28 AOÛT
SAINT AUGUSTIN, ÉVÊQUE D’HIPPONE ( IVe SIÈCLE ).
Augustin naquit à
Tagaste, ville de Numidie, en Afrique, le 13 novembre de l’an 354. Ses parents
étaient d’une condition honnête. Son père se nommait Patrice, et sa mère
Monique. Ils eurent grand soin de le faire instruire des lettres humaines; tout
le monde remarquait en lui un esprit supérieur et des dispositions excellentes
pour les sciences. Il y fit de grands progrès; mais comme ses études n’avaient
d’autre but que sa propre satisfaction et l’amour de la gloire, il marcha dans
la voie de l’erreur; il se livra aux excès de la table et à l’amour des
créatures jusqu’à ce qu’enfin DIEU, touché par les larmes de sainte Monique, sa
mère, l’arrachât au monde pour le faire vivre en vrai disciple de Jésus-Christ.
Après avoir
enseigné avec un grand succès la rhétorique dans sa ville natale, à Carthage et
même à Rome, Augustin fut envoyé à Milan par Symmaque, préteur de Rome, à qui
on avait fait demander, par une députation, un habile professeur. Il habitait
cette dernière ville lorsque le Tout-Puissant résolut de l’attirer à lui. Un
jour qu’il était seul avec son ami Alipe, un Africain nommé Pontitien, qui
avait une charge considérable à la cour, vint le trouver. Quand ils se furent
assis pour s’entretenir, Pontitien aperçut un livre sur la table qui était
devant eux; il l’ouvrit et trouva que c’étaient les épîtres de saint Paul, dans
lesquelles Augustin se plaisait à lire depuis quelque temps. Il en fut surpris,
parce qu’il croyait rencontrer quelque ouvrage de belles-lettres. Il regarda
saint Augustin avec un sourire mêlé d’admiration et de joie, car Pontitien
était un chrétien fidèle à sa religion. Augustin lui dit qu’il s’appliquait
beaucoup à ces sortes de lectures. Ensuite Pontitien leur raconta la vie de
saint Antoine, comme très-connue aux fidèles.
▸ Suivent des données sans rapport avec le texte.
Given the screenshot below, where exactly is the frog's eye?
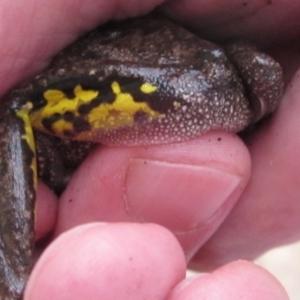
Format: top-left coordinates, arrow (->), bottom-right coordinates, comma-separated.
226,42 -> 283,123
Augustin et Alipe n’en avaient
jamais entendu parler: ils étaient surpris d’apprendre des nouvelles aussi
grandes et aussi récentes, et Pontitien n’était pas moins étonné qu’ils les
eussent ignorées jusqu’alors. Il leur parla ensuite de la multitude des
monastères qui remplissaient les déserts, et, enfin, de la conversion de deux
officiers de l’empereur, qui, se promenant avec lui à Trêves, et ayant trouvé
chez des solitaires la vie dont il venait de leur parler, en furent tellement
touchés qu’ils embrassèrent aussitôt la vie monastique.
Cet entretien de
Pontitien fit sur le cœur d’Augustin une vive impression; et quand cet officier se fut retiré, il se leva, et
s’adressant à son ami Alipe, il dit avec émotion, le visage tout changé et d’un
ton de voix extraordinaire: « Qu’est-ce que ceci ? Que faisons-nous ?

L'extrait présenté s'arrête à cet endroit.